Alumna Daphne Palasi Andreades '19 Signs Two-Book Deal with Random House
BY Nicole Saldarriaga, October 6, 2020
Alumna Daphne Palasi Andreades '19 recently signed a two-book deal with Random House for her debut novel, Brown Girls, and a forthcoming novel.
Brown Girls explores the lives of young women of color in Queens, NY. A novel in vignettes, the book traverses great deals of time and space, tracing the women's lives from childhood to adulthood, from their upbringing in Queens to new lives in other cities—all the while exploring the forces that bind them to each other, to their neighborhood, and to their families.
Brown Girls first received praise when an excerpt of the novel—five vignettes—won the 2019 Kenyon Review Short Fiction Contest. The contest's judge, Mia Alvar, said of the winning submission: "Brown Girls is a vibrant, pitch-perfect tale of growing up and making good, leaving home and looking back. The lives of young women of color from Queens, New York leap off these pages through a collective voice that feels at once frank and poetic, unexpected yet warmly familiar...the author explores nuances of race and class, sex and marriage, family and community with great sensitivity and heart. And like the best short fiction, Brown Girls harnesses space and time masterfully, moving us through neighborhoods and cities, from first loves to future selves, all within 1185 well-chosen words. With every stirring image and tight, musical turn of phrase, this story charmed, often surprised, and deeply moved me."
An excerpt of Brown Girls was also featured in VQR Online's The Best 200 Words I Read All Week, selected by Assistant Editor Heidi Seigrist; and Kenyon Review Fiction Editor Kirsten Reach nominated the work for This This This Podcast, which spotlights new fiction (episode forthcoming).
In an interview with Kenyon Review, Andreades shares: "I was drawn to structuring Brown Girls using vignettes because I loved that it was a form that allowed me to leap through time and space...I also studied poetry before pursuing fiction, and felt the compressed nature of vignettes allowed me to incorporate some of the qualities I admire in poetry: a close attention to imagery, a musicality in the language, and an experimentation with white space. Additionally, I felt that this fragmented form mirrored the fragmented experience that people of color and immigrants, from my observation, sometimes feel."
Andreades shared the following statement about the birth of Brown Girls and its development from a short story to a novel: "I started writing Brown Girls in my second year at Columbia. I was in Elissa Schappell’s fiction workshop, which ended up being a class that completely changed the way I approached my writing.

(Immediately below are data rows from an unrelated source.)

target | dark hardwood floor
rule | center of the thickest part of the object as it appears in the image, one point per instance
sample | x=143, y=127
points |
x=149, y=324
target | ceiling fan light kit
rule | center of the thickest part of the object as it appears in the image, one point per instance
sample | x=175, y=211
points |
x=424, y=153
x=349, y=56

Elissa is the kind of teacher who encourages her students to be bold, to take risks, whether formally, thematically, or both, in one’s work—All things I needed to hear at the time. One day, if I remember correctly, Elissa wrote a quote by Toni Morrison on the board: ‘Write the book you want to read but doesn’t exist yet.’ All of these words were swirling around in my brain when I began writing about working and middle-class girls living in Queens, NY—all characters and a setting I wished to read about but hadn’t seen represented in literature before.

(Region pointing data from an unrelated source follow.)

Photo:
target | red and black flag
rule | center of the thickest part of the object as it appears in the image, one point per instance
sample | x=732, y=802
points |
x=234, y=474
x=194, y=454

In workshop, I was also introduced to the work of Jayne Anne Philipps, who blew me away for how she wove poetic techniques into her fiction. Reading her work flipped a switch in my mind and helped expand my understanding of what fiction “can” or “should” do. I’ve come to believe that it’s important for artists to innovate, to challenge and push beyond preconceived boundaries in their work. I think innovation happens by artists being voracious and incorporating not just what they read or see in an art gallery, for instance, but incorporating ALL aspects of life—what they experience, imagine, what they question, lines from an ad on the side of a bus, a funny IKEA drawing, anything and everything—and bringing them all to bear in their work.
Originally, Brown Girls started out as a short story for Elissa's workshop. Up until then, I’d only written short stories—I love the short story form; it’s a form that helped me believe I could pursue fiction in the first place—and I didn’t view Brown Girls as different. However, for the rest of Elissa’s class, and for my workshop with the equally fantastic and life-altering Paul Beatty after, I kept writing pages, and the piece grew longer, so I shifted into calling it a “novella.” I envisioned including it in the story collection I was working on. But, for the year after I graduated the MFA, I kept working on “the novella,” until, startlingly, it dawned on me that, Oh, I might have a novel. I don’t remember who said this, but it holds true: 'A story is as long as it needs to be.'"
Daphne Palasi Andreades was awarded the 2018 Henfield Prize and a Creative Writing Teaching Fellowship while at Columbia University. Her work has received support from institutions such as the Bread Loaf Writers' Conference, the Sewanee Writers' Conference, Martha's Vineyard Institute for Creative Writing, where she won the 2018 Voice of Color Prize, and other honors. Her fiction explores diaspora, immigration, and the far-reaching effects of colonialism and imperialism. She currently lives in Brooklyn.